Manchin called legislators in for a special session to act on legislation related to the "the financing and funding of the long-term liability debt of the Workers' Compensation Commission," the Charleston Daily Mail
reported. Manchin has suggested $20 million come from video lottery proceeds.
West Virginia has two Thoroughbred tracks, Charles Town Races & Slots and Mountaineer Race Track and Gaming Resort, and two Greyhound tracks, Tri-State Racetrack and Entertainment Center and Wheeling Island Gaming. They all have video lottery terminals.
In West Virginia, VLTs were legalized through votes in the state legislature and the counties in which the tracks are located, not through a constitutional amendment.
Officials with the Charles Town Horsemen's Benevolent and Protective Association and Mountaineer HBPA told The Blood-Horse
they are working together to lobby against the purse reduction.
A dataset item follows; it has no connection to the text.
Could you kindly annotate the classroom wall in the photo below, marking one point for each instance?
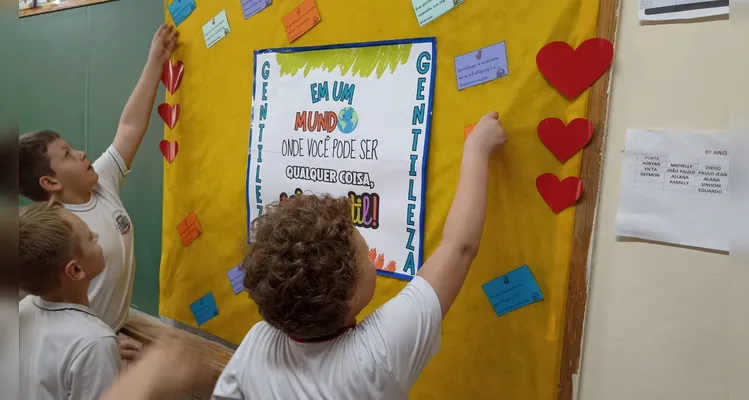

Along with the $20 million, Manchin has proposed that $45 million come out of the fund for excess VLT revenue. That money is used for infrastructure improvements in the state, according to reports.
Currently, there is no public plan to ask the racetracks to contribute a portion of their VLT revenue. Horsemen have suggested the state allow casino-style table games at the tracks to generate more revenue that could be used to help pay down the workers' compensation debt.
On Jan. 26, a top official in the West Virginia coal industry withdrew his support for the workers' comp proposal. The coal industry would contribute about $90 million a year under Manchin's plan.
Though purses at Charles Town and Mountaineer have increased dramatically since the late 1990s--the 2003 daily averages were $140,000 and $175,000, respectively--the tracks didn't make the top 10 in daily average purses for the year. They were toward the bottom of the top 10 in total purses for the year.
Dog racing purses are calculated in a different fashion, but the two West Virginia tracks are believed to be among the top in the nation in purses paid.